Het artikel van Roel Zemel is te vinden in Voortgang XXVI (2008), 75-92.
[Illustratie: Het begin van de Roman van Walewein]

Lijkdichten voor Maria Stuart (1695)

In Historica, het tijdschrift van de Vereniging voor Vrouwengeschiedenis, publiceerde Nina Geerdink onlangs een stuk over de gedichten die in 1695 verschenen naar aanleiding van de dood van Maria Stuart. Maria Stuart was de vrouw van de Nederlandse stadhouder en Engelse koning Willem III. Haar dood maakte een hoop los in de Republiek. Opvallend is dat niet alleen mannen, maar ook vrouwen om haar dood treurden in dichtvorm. Nina Geerdink vergelijkt in het artikel die gedichten van vrouwen (zeven in totaal) met een aantal gedichten van mannen. De gedichten van vrouwelijke auteurs blijken niet zomaar over één kam te scheren te zijn...

Het artikel is te vinden in Historica 32 (2009) 1, 3-5.
[Illustratie: Maria Stuart door Sir Peter Lely, 1677]

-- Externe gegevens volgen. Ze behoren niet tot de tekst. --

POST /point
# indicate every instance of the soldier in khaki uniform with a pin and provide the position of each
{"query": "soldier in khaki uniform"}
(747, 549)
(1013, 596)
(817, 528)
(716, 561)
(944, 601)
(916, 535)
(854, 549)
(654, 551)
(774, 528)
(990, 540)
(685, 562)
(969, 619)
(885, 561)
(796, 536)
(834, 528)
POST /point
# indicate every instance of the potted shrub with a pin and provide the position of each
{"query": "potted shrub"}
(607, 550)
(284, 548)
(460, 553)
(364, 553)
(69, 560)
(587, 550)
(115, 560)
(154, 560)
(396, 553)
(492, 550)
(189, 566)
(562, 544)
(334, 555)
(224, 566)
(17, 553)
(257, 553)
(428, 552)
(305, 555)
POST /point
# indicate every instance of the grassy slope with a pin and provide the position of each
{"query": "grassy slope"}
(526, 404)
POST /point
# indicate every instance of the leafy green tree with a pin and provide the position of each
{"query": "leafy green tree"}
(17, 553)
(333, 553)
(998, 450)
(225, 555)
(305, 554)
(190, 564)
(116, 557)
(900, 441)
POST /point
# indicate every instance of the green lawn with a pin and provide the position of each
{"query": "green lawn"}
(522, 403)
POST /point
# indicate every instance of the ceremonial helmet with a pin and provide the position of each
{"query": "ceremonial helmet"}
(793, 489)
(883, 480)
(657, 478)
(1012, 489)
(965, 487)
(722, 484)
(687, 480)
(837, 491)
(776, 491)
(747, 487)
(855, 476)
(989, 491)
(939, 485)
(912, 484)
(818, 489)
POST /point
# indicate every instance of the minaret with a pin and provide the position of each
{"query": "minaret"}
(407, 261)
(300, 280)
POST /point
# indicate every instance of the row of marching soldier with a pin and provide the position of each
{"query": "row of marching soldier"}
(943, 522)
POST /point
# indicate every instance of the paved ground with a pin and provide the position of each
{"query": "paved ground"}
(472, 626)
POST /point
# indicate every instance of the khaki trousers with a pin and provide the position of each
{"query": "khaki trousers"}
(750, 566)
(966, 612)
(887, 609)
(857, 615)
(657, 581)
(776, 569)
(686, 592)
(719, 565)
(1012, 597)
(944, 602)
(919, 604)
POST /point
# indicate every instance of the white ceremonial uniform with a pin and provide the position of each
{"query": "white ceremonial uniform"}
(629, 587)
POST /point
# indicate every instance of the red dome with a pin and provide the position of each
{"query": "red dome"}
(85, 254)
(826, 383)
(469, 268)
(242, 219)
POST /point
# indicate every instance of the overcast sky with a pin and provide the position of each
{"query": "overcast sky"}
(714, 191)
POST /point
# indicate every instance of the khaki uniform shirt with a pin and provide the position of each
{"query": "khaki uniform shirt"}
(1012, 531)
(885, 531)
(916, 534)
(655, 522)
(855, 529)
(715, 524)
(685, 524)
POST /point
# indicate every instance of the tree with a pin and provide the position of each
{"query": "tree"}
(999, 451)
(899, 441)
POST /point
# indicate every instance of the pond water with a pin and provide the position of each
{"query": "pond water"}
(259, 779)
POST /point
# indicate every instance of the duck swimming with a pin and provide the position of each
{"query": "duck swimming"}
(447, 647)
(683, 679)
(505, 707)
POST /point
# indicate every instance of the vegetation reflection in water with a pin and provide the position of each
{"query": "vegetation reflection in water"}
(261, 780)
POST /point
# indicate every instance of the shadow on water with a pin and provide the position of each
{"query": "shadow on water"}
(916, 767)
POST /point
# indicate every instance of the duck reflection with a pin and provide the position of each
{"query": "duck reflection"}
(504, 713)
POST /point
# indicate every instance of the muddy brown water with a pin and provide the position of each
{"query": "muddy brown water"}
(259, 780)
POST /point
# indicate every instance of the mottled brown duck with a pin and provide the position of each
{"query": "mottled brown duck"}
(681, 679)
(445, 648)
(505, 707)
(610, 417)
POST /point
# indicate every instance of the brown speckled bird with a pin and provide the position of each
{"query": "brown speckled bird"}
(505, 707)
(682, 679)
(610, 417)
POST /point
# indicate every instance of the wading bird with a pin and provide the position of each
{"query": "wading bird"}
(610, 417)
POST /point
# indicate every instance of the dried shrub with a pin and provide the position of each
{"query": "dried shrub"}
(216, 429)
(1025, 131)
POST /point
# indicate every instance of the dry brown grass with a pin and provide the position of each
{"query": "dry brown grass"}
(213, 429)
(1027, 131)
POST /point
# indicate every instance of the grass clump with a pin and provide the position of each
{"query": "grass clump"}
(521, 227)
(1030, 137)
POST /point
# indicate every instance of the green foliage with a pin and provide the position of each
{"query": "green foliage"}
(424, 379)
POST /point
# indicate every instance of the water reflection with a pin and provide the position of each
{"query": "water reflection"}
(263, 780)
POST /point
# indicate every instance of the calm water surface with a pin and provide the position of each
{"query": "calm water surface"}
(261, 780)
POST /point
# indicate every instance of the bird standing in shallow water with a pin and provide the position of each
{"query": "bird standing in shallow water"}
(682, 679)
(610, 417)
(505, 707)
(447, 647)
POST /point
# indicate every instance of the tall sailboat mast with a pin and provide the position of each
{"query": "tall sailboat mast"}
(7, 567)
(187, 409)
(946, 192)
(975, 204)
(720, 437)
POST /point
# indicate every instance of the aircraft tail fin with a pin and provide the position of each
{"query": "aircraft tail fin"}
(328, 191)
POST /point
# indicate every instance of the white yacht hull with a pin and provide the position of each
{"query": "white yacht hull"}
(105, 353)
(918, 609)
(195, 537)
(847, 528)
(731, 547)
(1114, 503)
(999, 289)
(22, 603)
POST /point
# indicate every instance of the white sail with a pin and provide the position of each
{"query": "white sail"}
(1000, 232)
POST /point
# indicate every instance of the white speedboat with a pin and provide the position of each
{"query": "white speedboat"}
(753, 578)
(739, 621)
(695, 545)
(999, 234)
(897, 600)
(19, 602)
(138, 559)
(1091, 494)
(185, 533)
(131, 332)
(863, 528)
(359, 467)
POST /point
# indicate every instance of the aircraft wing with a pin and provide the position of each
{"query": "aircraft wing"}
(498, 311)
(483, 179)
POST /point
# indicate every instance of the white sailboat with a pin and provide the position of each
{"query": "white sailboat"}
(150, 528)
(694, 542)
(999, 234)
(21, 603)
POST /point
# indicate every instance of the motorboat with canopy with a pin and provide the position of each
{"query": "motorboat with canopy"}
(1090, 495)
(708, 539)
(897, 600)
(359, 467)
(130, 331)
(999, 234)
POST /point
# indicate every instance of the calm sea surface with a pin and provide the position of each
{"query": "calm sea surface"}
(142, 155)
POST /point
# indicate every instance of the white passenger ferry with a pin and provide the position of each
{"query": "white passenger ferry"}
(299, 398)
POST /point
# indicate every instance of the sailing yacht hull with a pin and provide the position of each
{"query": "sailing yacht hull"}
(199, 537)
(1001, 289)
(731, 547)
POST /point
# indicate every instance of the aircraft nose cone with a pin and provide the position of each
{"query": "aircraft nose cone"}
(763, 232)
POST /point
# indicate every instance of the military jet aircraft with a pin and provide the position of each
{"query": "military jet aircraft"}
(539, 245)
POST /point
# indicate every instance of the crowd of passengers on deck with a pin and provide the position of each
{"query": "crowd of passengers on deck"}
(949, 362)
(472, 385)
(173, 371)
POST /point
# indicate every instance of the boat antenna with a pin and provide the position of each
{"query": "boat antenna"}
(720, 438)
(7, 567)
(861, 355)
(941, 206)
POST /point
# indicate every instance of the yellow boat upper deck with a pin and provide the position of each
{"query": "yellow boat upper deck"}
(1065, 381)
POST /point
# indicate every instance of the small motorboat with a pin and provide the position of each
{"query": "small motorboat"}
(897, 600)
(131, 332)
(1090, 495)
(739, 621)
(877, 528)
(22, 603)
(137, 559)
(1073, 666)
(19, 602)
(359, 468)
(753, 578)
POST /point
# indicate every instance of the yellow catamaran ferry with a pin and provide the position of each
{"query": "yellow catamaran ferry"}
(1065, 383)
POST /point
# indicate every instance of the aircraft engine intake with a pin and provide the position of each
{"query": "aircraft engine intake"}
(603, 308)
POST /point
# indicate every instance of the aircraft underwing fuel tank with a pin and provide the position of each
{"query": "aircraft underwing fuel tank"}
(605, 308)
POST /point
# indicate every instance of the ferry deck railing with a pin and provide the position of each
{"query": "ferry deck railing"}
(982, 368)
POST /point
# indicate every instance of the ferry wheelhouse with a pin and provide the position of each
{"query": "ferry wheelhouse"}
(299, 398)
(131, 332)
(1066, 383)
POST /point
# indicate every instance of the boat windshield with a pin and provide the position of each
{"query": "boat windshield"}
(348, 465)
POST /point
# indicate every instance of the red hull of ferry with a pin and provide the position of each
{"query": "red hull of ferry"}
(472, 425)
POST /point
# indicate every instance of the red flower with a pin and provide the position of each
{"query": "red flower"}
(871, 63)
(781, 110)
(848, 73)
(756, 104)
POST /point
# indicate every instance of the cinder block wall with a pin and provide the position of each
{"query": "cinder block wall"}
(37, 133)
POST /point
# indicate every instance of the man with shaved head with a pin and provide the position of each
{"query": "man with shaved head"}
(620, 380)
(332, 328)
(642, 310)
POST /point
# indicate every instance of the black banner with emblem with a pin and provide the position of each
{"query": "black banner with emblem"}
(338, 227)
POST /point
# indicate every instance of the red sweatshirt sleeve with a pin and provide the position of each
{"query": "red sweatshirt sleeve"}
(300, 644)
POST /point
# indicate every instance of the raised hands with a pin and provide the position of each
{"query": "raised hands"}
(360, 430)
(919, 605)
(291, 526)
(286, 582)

Smullen van spitsvondigheden

Ton van Strien schreef over literatuur in de brieven van Hooft en Huygens in het themanummer Brieven! van het Tijdschrift voor Nederlandse Taal en Letterkunde. Dit nummer kwam tot stand onder gastredactie van VU-hoogleraren Annemarie Kets-Vree en Ben Peperkamp.
Ton van Strien heeft onderzocht hoe over het onderwerp 'poëzie' gecorrespondeerd werd in de briefwisseling van P.C. Hooft met onder andere Constantijn Huygens en Caspar van Baerle. Het levert een vermakelijk palet aan culinaire beeldspraak: de dichters vergeleken hun poëzie in de correspondentie graag met (lekker, sappig, knapperig) eten. De voorkeur voor culinaire beeldspraak wordt door Van Strien in verband gebracht met de opvallende beoordeling van poëzie in de correspondentie, die meer op stijl dan op inhoud gericht is. Vooral talige spitsvondigheden lokken grote waardering uit.

Het artikel van Ton van Strien staat in TNTL 124 (2008) 3, 211-218.